In our role in evaluating the preponderance of the evidence, giving proper deference to both the jury and to the trial judge in his capacity as the thirteenth juror, we find, as acknowledged by the Supreme Court, that the jury’s awards “indicate that the jury credited the testimony of Mr. Borne’s witnesses and did not credit the testimony of the witnesses presented by Celadon.” Borne, 532 S.W.3d at 316. That testimony, as noted by the Court, provided that despite Dr. Roberts not being asked to update her June 2011 functional capacity evaluation after Borne completed the recommended round of physical therapy, “at the time of trial, based on her observations of Mr. Borne during physical therapy, it was Dr. Roberts’ opinion that Mr. Borne had improved to the point that he could probably perform sedentary work.” Borne, 532 S.W.3d at 289. Dr. Cates related, however, that “even crediting the assessments indicating that Mr. Borne can perform sedentary or light work, … employers were not likely to respond well to the length of time Mr. Borne had been off work,” and observed that “if it is assumed that Mr. Borne can perform sedentary work, … his loss of vocational opportunity would be 95-98% of jobs with directly transferrable skills.” Id. Dr. Gamboa, in view of Borne’s “low level of reading comprehension” … opined that [Borne] would be able to perform only about 2% of the jobs in the labor market. He felt that employers would be reluctant to hire someone like Mr. Borne who had been out of work for several years” and “described Mr. Borne as essentially “ ‘unemployable.’ ” Id. Dr. Gamboa commented that “there are very, very, very few” occupations open to Borne, and that “he’s just going to have extreme difficulty getting a job.” Borne, 2014 WL 3778743, at *23. Dr. Cates and Dr. Gamboa testified that, based on Borne’s physical limitations and prolonged work absence since the accident, Mr. Borne would likely never work again. The fact that Borne desires to work and has a strong work ethic does not overcome this testimony. Celadon presented no evidence suggesting an alternative, lower dollar figure than that calculated by Dr. Gamboa.

As we determined in our prior opinion, “Dr. Gamboa clearly did not base his assessment upon any medical determination that Plaintiff is physically unable to return to any job. Instead, he opined that Plaintiff’s limited credentials essentially leave him unable to compete for the jobs which he can physically perform.” Borne, 2014 WL 3778743, at *24 (emphasis in original).
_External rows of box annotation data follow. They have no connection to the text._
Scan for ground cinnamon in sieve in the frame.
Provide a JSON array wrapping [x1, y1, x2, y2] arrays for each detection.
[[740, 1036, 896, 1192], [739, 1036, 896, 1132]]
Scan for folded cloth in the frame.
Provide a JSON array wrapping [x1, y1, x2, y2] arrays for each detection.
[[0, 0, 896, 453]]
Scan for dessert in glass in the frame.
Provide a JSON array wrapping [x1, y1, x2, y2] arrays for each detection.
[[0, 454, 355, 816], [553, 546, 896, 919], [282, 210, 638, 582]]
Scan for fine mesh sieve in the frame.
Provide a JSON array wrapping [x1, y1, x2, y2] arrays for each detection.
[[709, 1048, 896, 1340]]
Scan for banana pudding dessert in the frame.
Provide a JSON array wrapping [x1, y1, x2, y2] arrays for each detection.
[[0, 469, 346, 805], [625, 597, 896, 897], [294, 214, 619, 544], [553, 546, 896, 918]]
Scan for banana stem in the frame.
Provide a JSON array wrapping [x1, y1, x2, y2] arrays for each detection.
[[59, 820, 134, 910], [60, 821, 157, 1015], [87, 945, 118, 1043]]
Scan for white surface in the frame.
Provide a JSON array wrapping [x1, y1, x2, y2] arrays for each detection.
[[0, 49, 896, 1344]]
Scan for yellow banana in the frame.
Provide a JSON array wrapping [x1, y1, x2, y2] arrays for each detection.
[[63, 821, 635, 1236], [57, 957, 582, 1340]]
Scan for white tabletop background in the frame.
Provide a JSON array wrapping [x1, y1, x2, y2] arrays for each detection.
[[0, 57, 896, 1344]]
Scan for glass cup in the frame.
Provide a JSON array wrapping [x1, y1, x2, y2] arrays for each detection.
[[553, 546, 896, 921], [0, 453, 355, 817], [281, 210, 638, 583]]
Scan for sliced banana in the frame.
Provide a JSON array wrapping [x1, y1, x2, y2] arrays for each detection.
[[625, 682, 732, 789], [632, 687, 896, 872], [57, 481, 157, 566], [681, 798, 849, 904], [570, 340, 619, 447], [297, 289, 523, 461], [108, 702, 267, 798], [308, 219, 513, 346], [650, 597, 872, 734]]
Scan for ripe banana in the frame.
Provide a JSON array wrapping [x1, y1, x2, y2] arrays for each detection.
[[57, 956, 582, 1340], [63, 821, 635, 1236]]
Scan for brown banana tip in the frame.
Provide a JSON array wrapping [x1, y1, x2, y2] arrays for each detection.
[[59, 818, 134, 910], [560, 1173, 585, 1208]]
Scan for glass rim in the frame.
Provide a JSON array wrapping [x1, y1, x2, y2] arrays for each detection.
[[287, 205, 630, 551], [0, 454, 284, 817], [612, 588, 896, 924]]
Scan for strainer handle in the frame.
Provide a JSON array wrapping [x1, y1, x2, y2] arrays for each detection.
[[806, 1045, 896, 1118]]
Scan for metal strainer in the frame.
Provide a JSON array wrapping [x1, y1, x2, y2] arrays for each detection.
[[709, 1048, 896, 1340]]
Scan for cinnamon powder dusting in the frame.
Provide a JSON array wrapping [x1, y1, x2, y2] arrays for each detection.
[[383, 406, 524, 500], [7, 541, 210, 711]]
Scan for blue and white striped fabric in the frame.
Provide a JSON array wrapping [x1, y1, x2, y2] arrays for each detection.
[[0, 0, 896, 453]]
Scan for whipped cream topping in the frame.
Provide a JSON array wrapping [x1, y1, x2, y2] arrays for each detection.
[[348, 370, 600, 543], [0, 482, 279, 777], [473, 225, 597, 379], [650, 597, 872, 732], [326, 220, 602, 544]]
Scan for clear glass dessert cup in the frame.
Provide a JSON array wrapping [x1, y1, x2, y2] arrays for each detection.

We find that the evidence preponderates against the trial court’s remittitur to $1,100,000, as nothing in the record supports a reduction below Dr. Gamboa’s calculation of $1,334,647. The evidence also preponderates against the jury’s award of $1,455,000 because there is no evidence in the record to support any loss of earning capacity $120,353 greater than the amount calculated by Dr. Gamboa. Accordingly, the jury’s award for loss of earning capacity is remitted to $1,334,647.

V. CONCLUSION
*13 For the aforementioned reasons, we reverse the judgment of the trial court and remit the jury’s verdict for loss earning capacity damages to $1,334,647. The case is remanded to the trial court for such further proceedings as may be necessary. Costs of the appeal are taxed to the appellant, Celadon Trucking Services, Inc.

All Citations
Slip Copy, 2020 WL 556389

Footnotes

1
The jury also awarded $750,000 for physical pain and mental anguish, $750,000 for loss of enjoyment of life, and $750,000 for permanent injury.

2
The trial court reduced the physical pain and mental anguish by $250,000, loss of enjoyment of life by $350,000, and permanent injury by $650,000.

3
The trial court’s remittitur for physical pain/mental anguish and permanent injury was upheld. We ordered a remittitur of an additional $350,000 to the loss of enjoyment of life award, down to $50,000.

4
The procedures were not approved.

5
According to Borne, without the intense therapy regimen with Ms. Roberts, his pain returned.